16. An apparatus as defined in claim 15, wherein each of said tension supplying means comprises a dancer roll for receiving said materials from said power driven rolls, said dancer rolls having a preselected weight that is applied to and supported by said respective materials.

17. An apparatus as defined in claim 15, wherein said torque supplying device comprises a motor in operative association with a hysteresis clutch for adjustably applying a constant and continuous torque to said drive roll.

18. An apparatus as defined in claim 15, wherein said torque applied to said drive roll by said torque supplying device counteracts the tension applied to said second material by said second tension control unit for decreasing the total amount of tension placed on said second material.

19. An apparatus as defined in claim 15, further comprising a first sensing device and a second sensing device, said first sensing device monitoring the position of a vertical edge of said first material, said second sensing device for monitoring the position of a vertical edge of said second material, wherein said sensing devices are in operative association with a first fabric shifting device and a second fabric shifting device respectively, wherein said sensing devices control said respective shifting devices to incrementally shift the horizontal positions of said respective materials for maintaining said edges of said materials in relative alignment.

20. An apparatus for simultaneously feeding a first material and a second material into a fabric processing system comprising:

a first tension control unit for applying a constant and predetermined amount of tension to said first material, said first tension control unit comprising a weighted dancer roll;

a second tension control unit for applying a constant and predetermined amount of tension to said second material; and

a torque supplying device in operative association with a drive roll upon which said second material is supported, said torque supplying device adjustably supplying a constant torque to said drive roll for counteracting said predetermined amount of tension being exerted on said second material by said second tension control unit, wherein said torque applied to said drive roll by said torque supplying device is adjusted to feed said second material simultaneously with said first material into said fabric processing system.
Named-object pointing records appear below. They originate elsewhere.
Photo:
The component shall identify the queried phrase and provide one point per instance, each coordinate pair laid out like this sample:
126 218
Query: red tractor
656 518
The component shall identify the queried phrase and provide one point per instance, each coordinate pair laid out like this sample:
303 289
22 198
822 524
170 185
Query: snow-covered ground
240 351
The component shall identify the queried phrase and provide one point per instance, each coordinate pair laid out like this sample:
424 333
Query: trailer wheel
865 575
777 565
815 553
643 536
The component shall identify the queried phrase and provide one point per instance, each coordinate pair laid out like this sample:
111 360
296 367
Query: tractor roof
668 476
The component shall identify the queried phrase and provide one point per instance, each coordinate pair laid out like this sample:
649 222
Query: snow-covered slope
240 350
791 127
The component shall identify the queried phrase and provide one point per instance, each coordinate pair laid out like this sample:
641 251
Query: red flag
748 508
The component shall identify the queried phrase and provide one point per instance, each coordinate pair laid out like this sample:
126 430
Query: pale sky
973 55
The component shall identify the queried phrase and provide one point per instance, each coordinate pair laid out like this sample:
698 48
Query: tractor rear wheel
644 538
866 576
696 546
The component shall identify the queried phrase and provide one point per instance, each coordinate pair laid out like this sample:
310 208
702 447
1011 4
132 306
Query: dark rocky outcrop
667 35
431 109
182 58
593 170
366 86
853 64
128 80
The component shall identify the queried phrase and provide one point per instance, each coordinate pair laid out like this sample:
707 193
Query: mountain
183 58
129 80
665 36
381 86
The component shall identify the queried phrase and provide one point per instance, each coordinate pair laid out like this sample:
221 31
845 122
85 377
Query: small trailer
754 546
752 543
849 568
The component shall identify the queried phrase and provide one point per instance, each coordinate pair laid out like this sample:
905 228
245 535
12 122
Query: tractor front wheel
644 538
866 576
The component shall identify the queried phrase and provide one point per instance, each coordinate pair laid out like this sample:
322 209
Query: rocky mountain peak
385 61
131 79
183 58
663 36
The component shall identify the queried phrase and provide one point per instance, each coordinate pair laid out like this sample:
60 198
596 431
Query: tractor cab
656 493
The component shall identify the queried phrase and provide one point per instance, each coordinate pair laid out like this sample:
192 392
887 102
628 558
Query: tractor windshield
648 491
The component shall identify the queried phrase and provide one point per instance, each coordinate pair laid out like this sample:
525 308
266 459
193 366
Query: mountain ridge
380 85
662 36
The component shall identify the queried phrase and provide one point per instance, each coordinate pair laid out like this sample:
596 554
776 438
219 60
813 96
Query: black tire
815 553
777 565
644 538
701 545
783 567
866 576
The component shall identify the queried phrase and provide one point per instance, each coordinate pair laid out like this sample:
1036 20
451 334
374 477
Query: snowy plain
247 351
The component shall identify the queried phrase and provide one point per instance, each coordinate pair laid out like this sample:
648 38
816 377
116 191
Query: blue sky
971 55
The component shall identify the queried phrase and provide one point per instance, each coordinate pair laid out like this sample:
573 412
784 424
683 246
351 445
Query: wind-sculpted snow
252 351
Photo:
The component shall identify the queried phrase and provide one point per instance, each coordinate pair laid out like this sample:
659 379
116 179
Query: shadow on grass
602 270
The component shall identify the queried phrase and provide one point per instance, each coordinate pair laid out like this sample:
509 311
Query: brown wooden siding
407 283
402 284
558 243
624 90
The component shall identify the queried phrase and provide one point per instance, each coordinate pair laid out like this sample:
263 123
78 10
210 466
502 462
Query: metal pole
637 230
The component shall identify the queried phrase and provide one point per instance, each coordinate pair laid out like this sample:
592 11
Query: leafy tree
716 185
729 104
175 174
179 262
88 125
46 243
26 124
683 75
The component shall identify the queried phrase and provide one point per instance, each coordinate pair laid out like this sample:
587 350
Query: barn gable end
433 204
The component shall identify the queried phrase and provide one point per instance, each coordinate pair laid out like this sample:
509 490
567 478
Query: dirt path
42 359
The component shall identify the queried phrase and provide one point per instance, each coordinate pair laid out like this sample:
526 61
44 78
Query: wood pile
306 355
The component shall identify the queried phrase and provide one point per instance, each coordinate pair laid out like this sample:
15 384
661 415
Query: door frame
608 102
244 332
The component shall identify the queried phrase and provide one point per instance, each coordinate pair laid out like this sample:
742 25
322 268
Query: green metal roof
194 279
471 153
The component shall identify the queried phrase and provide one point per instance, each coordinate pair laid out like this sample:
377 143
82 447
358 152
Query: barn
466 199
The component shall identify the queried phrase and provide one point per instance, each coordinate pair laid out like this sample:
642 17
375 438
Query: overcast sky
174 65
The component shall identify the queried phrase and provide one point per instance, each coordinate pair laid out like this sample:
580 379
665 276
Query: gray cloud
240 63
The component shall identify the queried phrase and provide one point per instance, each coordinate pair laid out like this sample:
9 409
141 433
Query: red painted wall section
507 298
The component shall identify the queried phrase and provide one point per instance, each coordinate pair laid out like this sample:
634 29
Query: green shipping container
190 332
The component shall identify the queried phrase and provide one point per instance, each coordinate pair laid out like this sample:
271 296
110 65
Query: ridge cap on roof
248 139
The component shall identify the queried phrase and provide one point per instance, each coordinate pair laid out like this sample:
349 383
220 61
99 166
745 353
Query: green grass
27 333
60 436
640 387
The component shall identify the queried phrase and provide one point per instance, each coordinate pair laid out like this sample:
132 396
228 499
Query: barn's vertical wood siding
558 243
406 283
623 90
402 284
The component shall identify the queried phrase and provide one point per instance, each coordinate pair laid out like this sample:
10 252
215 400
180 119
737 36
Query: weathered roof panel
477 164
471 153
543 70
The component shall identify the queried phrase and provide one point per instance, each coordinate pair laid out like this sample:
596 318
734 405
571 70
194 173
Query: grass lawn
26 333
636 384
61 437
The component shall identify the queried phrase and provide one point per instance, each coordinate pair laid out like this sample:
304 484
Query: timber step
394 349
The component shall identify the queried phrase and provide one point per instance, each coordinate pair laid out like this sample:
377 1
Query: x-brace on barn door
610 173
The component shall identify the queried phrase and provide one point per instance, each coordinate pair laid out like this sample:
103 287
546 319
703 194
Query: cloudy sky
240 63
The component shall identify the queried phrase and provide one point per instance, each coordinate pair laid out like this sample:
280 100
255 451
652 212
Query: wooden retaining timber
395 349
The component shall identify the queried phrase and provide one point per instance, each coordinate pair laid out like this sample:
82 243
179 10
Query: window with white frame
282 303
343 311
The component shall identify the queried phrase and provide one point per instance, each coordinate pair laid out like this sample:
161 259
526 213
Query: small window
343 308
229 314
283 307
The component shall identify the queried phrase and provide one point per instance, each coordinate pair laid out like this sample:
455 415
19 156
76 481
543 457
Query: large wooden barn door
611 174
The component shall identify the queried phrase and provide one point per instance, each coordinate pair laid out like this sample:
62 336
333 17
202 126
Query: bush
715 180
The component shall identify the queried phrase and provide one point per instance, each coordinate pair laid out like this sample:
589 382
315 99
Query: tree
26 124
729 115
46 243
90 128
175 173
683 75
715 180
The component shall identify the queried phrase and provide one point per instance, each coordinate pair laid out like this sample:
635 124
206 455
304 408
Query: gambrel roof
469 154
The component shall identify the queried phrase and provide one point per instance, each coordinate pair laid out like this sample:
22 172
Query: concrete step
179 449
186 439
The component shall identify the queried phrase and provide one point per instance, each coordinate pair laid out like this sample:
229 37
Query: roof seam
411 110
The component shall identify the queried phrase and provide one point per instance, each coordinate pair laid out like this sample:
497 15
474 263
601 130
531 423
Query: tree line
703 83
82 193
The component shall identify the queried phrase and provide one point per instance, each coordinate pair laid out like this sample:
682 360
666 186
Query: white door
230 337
21. An apparatus for simultaneously feeding a first material and a second material into a fabric processing system comprising:

a first tension control unit for applying a constant and predetermined amount of tension to said first material;

a torque supplying device in operative association with a drive roll upon which said second material is supported, said torque supplying device adjustably supplying a constant torque to said drive roll for counteracting said predetermined amount of tension being exerted on said second material by said second tension control unit, wherein said torque applied to said drive roll by said torque supplying device is adjusted to feed said second material simultaneously with said first material into said fabric processing system, wherein said torque supplying device comprises a motor in operative association with a hysteresis clutch.

22. An apparatus as defined in claim 20, wherein said first tension control unit further comprises a power driven roll in operative association with said dancer roll, said dancer roll receiving said first material therearound, wherein said dancer roll varies the speed of said first power driven roll in response to variations in fabric tension occurring downstream for feeding said first material to said fabric processing system at a constant tension.

23. An apparatus as defined in claim 21, wherein said first tension control unit comprises a power driven roll in operative association with a dancer roll, said dancer roll receiving said first material therearound, said dancer roll varying the speed of said first power driven roll in response to variations in fabric tension occurring downstream for feeding said first material to said fabric processing system at a constant tension.